Chegando à melhor da coletânea, Abraço traz o carismático canalha John Constantine, na melhor fase do título Hellblazer. Com lindos desenhos de Dave McKean, mais contido na experimentação narrativa, porém, com um traço à vontade e super-expressivo, a história coloca Constantine às voltas com um fantasma que só queria algo muito simples. Não chega a ser um clássico, mas é um ótimo exemplo de roteiro curto, direto e eficiente.
Com uma boa premissa, O Teatro da Meia-Noite de Sandman é a mais longa e ambiciosa. O encontro entre o Sandman original da Era de Ouro, um detetive vigilante humano, com máscara de oxigênio e arma que dispara gás do sono, e Sonho, dos Perpétuos, é algo no mínimo curioso. A ambientação pulp do universo do Sandman original alavanca o começo da história, mantendo o interesse sobre como, porque e qual seria a consequência desse encontro, afinal, quem conhece os dois sabe que na década de 1930, Sonho estava aprisionado na Inglaterra, e Wesley Dodds, alter ego do mascarado, vivia nos Eua. Matt Wagner, roteirista da série Sandman Mystery Theatre, com o personagem da Era de Ouro, criou o argumento, o que pode explicar o tom mais detetivesco que místico. Acaba tornando-se arrastada pelo seu número excessivo de páginas, e o que seria o clímax da trama não acrescenta muita coisa. Teddy Kristiansen é um bom artista, mas uma arte menos estilizada talvez melhorasse o conjunto.
Fechando, Bem-Vindos de Volta à Casa dos Mistérios, história de humor desenhada pelo sempre divertido Sergio Aragonés, tem algumas boas tiradas à la Mad e poderia melhorar muito com mais espaço. Infelizmente, ficou só na promessa daquilo que poderia ter rendido a curiosa reunião entre talentos tão diversos.
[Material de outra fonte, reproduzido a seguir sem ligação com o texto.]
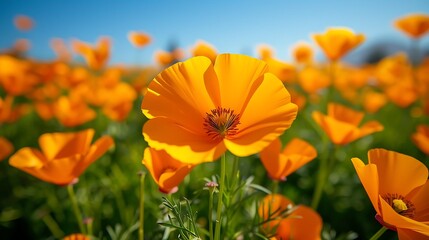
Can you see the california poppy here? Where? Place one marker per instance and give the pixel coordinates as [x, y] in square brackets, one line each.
[337, 42]
[342, 124]
[197, 110]
[15, 77]
[373, 101]
[23, 23]
[63, 156]
[166, 171]
[413, 25]
[421, 138]
[302, 222]
[71, 111]
[398, 188]
[281, 162]
[10, 112]
[139, 39]
[6, 148]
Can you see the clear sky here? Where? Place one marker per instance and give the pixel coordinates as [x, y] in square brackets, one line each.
[231, 26]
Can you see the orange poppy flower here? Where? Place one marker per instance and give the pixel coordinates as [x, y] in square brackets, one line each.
[297, 98]
[302, 223]
[421, 138]
[76, 236]
[373, 101]
[197, 110]
[9, 112]
[95, 56]
[398, 188]
[166, 171]
[337, 42]
[202, 48]
[45, 110]
[139, 39]
[413, 25]
[342, 124]
[6, 148]
[73, 112]
[23, 23]
[303, 53]
[14, 76]
[63, 156]
[281, 163]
E assim, a edição Dias Da Meia-Noite da Panini, com capa dura, 176 páginas e um preço de R$ 23,90, mesmo com o apelo do acabamento e o preço relativamente baixo, acaba sendo indicada somente aos fãs mais ardorosos de Neil Gaiman, ou àqueles que curtirem estudar o estilo do roteirista, compreendendo seu processo de criação de quadrinhos. O que dói mais é ser óbvio que o cara poderia ter feito muito melhor do que isso. Na dúvida, junte mais dinheiro e gaste com alguma edição de Sandman, onde a grife faz jus à fama.